Noi ci identifichiamo con chi consideriamo migliore, più forte, più potente, più abile e vogliamo essere come lui. Se lo amiamo, lo ammiriamo, lo consideriamo un capo. Se invece prevale il rancore lo invidiamo. Vorremmo che non valesse così tanto, vorremmo che sbagliasse e, per dimostrare agli occhi degli altri e di noi stessi di valere più di lui, lo calunniamo, lo denigriamo. È più facile ammirare un personaggio lontano, un cantante, un regista, un attore, un leader politico che ti appare irraggiungibile piuttosto che uno con cui vivi fianco a fianco e di cui vedi i difetti, le debolezze, le miserie per cui, quando trionfa, ti dici «ma lo meritavo più io!».

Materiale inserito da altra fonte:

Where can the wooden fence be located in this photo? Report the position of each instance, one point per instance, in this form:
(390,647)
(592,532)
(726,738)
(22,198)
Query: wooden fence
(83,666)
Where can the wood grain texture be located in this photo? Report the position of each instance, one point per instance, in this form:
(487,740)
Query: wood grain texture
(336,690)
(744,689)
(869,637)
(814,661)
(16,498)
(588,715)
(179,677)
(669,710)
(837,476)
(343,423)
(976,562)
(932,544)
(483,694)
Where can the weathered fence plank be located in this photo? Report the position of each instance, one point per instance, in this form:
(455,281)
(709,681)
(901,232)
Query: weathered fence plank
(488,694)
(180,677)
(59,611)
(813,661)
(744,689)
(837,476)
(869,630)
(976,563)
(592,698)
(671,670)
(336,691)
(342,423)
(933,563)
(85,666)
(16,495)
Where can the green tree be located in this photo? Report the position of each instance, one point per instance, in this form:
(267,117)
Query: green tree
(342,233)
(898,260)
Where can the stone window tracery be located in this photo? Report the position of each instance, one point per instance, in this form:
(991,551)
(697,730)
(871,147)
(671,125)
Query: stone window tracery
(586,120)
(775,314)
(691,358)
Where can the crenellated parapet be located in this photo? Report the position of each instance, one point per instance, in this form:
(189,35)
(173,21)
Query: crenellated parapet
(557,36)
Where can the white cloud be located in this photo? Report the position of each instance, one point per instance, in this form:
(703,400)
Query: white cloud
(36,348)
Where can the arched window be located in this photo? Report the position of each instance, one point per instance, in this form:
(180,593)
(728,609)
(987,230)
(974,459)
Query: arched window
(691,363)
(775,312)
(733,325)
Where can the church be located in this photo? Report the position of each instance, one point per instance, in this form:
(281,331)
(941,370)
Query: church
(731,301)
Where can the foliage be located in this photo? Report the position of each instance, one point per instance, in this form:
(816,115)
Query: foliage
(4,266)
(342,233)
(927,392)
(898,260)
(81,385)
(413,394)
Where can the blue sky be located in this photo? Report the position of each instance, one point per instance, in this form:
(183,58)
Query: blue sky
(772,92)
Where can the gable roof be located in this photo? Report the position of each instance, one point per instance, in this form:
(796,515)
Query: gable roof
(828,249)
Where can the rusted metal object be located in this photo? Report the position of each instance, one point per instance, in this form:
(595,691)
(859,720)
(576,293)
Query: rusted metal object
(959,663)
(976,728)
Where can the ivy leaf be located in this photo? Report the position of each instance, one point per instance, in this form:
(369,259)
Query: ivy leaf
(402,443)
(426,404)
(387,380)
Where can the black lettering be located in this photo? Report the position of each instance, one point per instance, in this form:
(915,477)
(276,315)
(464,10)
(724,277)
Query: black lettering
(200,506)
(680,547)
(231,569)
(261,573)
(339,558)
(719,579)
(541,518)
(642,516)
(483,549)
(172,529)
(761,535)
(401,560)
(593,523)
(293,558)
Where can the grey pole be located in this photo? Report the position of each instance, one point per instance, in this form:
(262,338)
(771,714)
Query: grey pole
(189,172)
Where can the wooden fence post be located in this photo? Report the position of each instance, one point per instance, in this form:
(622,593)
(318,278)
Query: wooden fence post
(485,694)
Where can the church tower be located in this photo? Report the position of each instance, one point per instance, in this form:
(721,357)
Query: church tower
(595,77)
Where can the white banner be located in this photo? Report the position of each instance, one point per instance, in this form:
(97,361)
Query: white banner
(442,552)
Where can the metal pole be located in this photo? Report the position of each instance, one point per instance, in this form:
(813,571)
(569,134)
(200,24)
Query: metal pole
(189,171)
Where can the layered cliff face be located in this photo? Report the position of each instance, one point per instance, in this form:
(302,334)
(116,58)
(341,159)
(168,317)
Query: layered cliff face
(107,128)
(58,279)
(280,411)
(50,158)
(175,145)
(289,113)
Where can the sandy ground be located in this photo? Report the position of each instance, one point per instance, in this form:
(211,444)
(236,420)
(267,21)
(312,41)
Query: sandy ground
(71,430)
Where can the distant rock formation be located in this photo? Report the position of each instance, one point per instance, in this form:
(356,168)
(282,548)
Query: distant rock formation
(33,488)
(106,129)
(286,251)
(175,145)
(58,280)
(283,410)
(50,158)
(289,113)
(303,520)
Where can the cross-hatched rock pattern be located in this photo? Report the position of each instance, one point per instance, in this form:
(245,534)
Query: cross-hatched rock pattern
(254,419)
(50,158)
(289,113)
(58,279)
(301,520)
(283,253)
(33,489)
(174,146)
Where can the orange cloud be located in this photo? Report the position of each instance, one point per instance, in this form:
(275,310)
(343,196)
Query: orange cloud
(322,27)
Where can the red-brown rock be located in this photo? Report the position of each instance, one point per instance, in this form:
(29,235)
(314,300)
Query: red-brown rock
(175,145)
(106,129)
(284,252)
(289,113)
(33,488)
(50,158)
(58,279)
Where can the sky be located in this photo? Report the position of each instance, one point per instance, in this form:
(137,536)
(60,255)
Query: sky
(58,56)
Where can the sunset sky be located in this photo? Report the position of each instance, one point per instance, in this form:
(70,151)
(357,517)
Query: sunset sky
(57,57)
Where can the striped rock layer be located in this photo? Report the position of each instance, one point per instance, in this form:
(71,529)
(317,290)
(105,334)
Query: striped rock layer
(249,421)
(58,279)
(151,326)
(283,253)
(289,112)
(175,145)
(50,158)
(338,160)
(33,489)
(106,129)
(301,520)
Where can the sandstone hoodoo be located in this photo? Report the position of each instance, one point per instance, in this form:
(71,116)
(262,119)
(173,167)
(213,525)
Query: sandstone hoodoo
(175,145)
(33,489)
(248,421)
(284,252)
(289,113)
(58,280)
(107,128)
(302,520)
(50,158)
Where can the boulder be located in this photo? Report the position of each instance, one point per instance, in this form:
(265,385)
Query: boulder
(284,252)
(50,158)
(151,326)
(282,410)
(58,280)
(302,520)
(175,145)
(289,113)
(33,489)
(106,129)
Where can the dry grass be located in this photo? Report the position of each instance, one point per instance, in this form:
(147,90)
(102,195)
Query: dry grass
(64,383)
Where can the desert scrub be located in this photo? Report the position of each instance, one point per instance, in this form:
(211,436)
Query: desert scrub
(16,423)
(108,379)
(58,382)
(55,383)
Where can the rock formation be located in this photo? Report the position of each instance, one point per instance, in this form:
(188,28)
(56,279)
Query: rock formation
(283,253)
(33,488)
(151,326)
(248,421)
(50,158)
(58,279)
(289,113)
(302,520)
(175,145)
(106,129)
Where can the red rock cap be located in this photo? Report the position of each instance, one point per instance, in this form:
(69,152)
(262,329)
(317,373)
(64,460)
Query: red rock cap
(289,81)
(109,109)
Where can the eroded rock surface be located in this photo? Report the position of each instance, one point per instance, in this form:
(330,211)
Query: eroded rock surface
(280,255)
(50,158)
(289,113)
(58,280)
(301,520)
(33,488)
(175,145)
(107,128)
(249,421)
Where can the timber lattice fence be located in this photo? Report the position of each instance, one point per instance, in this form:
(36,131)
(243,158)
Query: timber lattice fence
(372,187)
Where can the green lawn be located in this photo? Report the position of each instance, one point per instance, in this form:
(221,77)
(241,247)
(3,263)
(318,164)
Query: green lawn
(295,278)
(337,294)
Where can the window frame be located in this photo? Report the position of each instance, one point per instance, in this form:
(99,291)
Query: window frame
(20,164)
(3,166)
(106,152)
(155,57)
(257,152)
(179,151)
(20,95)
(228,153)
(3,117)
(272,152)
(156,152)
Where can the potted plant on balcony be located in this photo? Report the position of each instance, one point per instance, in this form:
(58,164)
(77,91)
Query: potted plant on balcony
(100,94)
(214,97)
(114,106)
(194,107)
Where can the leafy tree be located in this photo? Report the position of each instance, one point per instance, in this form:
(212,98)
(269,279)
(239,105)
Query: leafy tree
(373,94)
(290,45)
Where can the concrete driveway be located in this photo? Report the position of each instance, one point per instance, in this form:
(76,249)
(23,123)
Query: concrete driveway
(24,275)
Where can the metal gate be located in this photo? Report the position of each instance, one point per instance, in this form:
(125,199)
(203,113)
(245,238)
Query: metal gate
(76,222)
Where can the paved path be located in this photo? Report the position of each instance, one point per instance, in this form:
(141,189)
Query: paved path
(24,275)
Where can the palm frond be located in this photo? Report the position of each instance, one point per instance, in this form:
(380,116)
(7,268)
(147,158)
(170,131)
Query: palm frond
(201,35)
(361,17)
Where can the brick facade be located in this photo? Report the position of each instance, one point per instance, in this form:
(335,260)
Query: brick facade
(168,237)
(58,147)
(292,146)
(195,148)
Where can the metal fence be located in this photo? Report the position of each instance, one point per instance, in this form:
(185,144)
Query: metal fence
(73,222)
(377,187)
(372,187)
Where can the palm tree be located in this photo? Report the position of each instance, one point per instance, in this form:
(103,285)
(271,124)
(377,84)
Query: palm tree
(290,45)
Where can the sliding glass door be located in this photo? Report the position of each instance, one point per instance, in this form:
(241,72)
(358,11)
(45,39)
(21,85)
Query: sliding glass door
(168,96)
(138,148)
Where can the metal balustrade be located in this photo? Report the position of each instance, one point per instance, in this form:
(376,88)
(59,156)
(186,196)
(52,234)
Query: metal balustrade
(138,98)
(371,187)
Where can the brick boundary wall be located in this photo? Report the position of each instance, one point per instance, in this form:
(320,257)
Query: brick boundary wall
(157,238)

L’invidia scoppia fra simili, il farmacista invidia il farmacista più ricco, il medico il collega che ha successo, lo scrittore l'autore che vende di più. E può insinuarsi fra coloro che vivono insieme. Scoppia tra amici, tra fratelli, tra marito e moglie quando uno riesce e l’altro no. C’è quasi sempre un momento in cui il figlio non vuol sentirsi inferiore al padre e cerca di fare come lui o meglio di lui. È un’ottima cosa. Conosco ragazzi che hanno fatto fiorire l’impresa paterna. Però ho notato che ci sono riusciti quando hanno conservato un ricordo positivo, addirittura il mito del padre. Quelli che, invece, provavano rancore e invidia, alla morte del padre spesso hanno venduto l’impresa.

Oppure hanno cercato di affermare la loro diversità distruggendo ciò che egli aveva fatto col risultato di portarlo alla rovina. No, il conflitto figlio-padre non sorge dalla gelosia erotica, ma dagli stessi meccanismi invidiosi che si scatenano fra l’allievo e il maestro, fra i seguaci e il capo. Tutti coloro che vivevano accanto a Cesare credevano di essere come Cesare, meglio di Cesare. Napoleone diceva che tutti i suoi marescialli erano convinti di saper fare meglio di lui. Però solo Bernadotte l’ha tradito. Quelli che lo amavano veramente e che perciò credevano in lui gli sono rimasti a fianco nell’ultima battaglia. Alcuni, come Ney o come Murat, fino alla morte.